A coalition of disability bodies has voiced its disappointment after the government confirmed it would opt out of parts of a UN disability rights charter when it ratifies the treaty.
In a statement to the House of Commons on Tuesday, disability minister Jonathan Shaw said the government would bring the UN Convention on the Rights of Persons with Disabilities into UK law with reservations in four areas.
These cover serving in the armed forces, special schools, immigration health screening and aspects of the benefits system (full details below).
In response, the United Nations Convention Campaign Coalition – a group of 33 organisations including Scope, Leonard Cheshire Disability and Radar – said that the reservations would “undermine the protection of disabled people”.
Scope’s director of policy and campaigns, Ruth Scott, added: “We are disappointed that the government is still intent on entering a significant number of reservations on key areas of the convention, including education, immigration and defence.”
Ministers were due to ratify the convention last year, but plans were put on hold when several government departments indicated that they wished to lodge opt-outs.
Spring target for ratification
Shaw said the government’s ambition was to ratify the convention in the spring.
He told MPs that the reservations have been included in an explanatory memorandum and command paper on the arrangements for ratification, published by the government this week.
Shaw said: “The UK does not ratify any international treaty until it is in a position to ensure that it can implement the provisions and therefore comply with its obligations.”
The government also signed up to the convention’s ‘optional protocol’ last week in a step welcomed by campaigners.
Right to challenge rights breach
The protocol allows disabled people to take a complaint over a breach of their rights directly to the UN once the UK’s internal procedures have been exhausted.
Reservations proposed by the UK government:
- Exemption of personnel in the armed forces. This follows the decision to exempt naval, military or air force personnel from the Disability Discrimination Act 1995 “to preserve their combat effectiveness”.
- Consideration of special schools. The government says that there are some circumstances where a disabled child might be better educated at a specialist provider located outside their local community.

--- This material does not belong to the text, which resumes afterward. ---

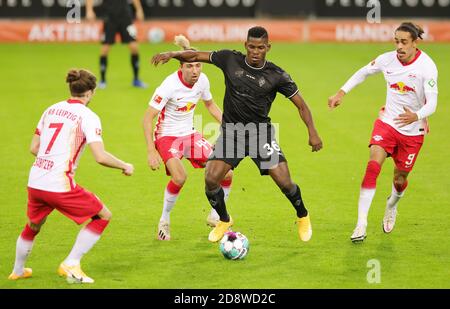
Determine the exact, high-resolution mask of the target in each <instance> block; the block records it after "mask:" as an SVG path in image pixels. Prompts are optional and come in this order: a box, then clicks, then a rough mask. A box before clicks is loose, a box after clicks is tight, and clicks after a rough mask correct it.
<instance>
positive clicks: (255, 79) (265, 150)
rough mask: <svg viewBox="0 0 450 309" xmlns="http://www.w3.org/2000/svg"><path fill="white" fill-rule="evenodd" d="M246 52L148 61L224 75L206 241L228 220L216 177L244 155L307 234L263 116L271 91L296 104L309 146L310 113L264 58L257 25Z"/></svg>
mask: <svg viewBox="0 0 450 309" xmlns="http://www.w3.org/2000/svg"><path fill="white" fill-rule="evenodd" d="M245 49H246V52H247V53H246V55H244V54H242V53H240V52H238V51H231V50H219V51H214V52H200V51H174V52H167V53H161V54H157V55H155V56H154V57H153V58H152V63H153V64H155V65H157V64H158V63H166V62H167V61H169V60H170V59H171V58H175V59H178V60H181V61H184V62H199V61H201V62H207V63H212V64H214V65H216V66H217V67H219V68H220V69H221V70H222V71H223V73H224V76H225V85H226V90H225V98H224V104H223V107H224V111H223V118H222V126H221V134H220V136H219V138H218V140H217V142H216V145H215V148H214V152H213V154H212V156H211V157H210V161H208V163H207V165H206V171H205V182H206V196H207V198H208V200H209V203H210V204H211V206H212V207H213V208H214V209H216V211H217V213H218V214H219V216H220V221H219V222H218V224H217V225H216V227H215V228H214V229H213V230H212V231H211V233H210V234H209V237H208V239H209V240H210V241H212V242H216V241H219V240H220V239H221V238H222V237H223V234H224V233H225V232H226V230H227V229H228V228H230V227H231V226H232V224H233V220H232V219H231V217H230V216H229V215H228V212H227V210H226V206H225V201H224V192H223V189H222V188H221V187H220V182H221V181H222V179H223V178H224V176H225V175H226V173H227V172H228V171H229V170H230V169H233V168H236V167H237V166H238V164H239V162H240V161H241V160H242V159H243V158H244V157H246V156H250V157H251V158H252V160H253V161H254V162H255V163H256V165H257V166H258V168H259V170H260V173H261V175H270V176H271V177H272V179H273V180H274V181H275V183H276V184H277V185H278V187H279V188H280V189H281V191H282V192H283V193H284V194H285V195H286V197H287V198H288V199H289V201H290V202H291V203H292V205H293V206H294V208H295V210H296V212H297V223H298V233H299V236H300V239H301V240H303V241H308V240H309V239H310V238H311V235H312V229H311V222H310V218H309V214H308V211H307V210H306V208H305V205H304V203H303V200H302V197H301V193H300V188H299V187H298V186H297V185H296V184H295V183H294V182H293V181H292V179H291V176H290V174H289V169H288V165H287V161H286V158H285V157H284V154H283V152H282V151H281V149H280V146H279V145H278V143H277V141H276V139H275V131H274V128H273V126H272V125H271V123H270V118H269V116H268V114H269V111H270V107H271V105H272V102H273V101H274V100H275V96H276V94H277V92H280V93H281V94H283V95H284V96H286V97H287V98H289V99H290V100H291V101H292V102H293V103H294V104H295V106H296V107H297V108H298V111H299V113H300V116H301V118H302V120H303V121H304V123H305V124H306V126H307V128H308V133H309V145H310V146H311V147H312V151H318V150H320V149H321V148H322V141H321V139H320V137H319V135H318V133H317V131H316V128H315V127H314V122H313V119H312V115H311V112H310V110H309V108H308V106H307V105H306V103H305V101H304V100H303V98H302V97H301V96H300V94H299V90H298V88H297V85H296V84H295V83H294V81H293V80H292V79H291V77H290V76H289V74H287V73H286V72H285V71H284V70H283V69H281V68H280V67H278V66H276V65H275V64H273V63H271V62H269V61H267V60H266V53H267V52H268V51H269V50H270V44H269V36H268V33H267V31H266V30H265V29H264V28H262V27H253V28H251V29H250V30H249V31H248V35H247V40H246V42H245Z"/></svg>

- Immigration health screening. This reservation would preserve the government’s right to introduce wider health screening for applicants entering or seeking to remain in the UK. The government argues this would be necessary in the event of a global health emergency.
- Substituted decision making. Article 12.4 of the convention requires a “regular review” by an independent authority or judicial body when decisions are made on behalf of a person. The Department for Work and Pensions says that there is currently no review system for people appointed to claim and collect benefits on behalf of another person due to that person’s lack of physical or mental capacity, and that as a result it would be in breach of the convention.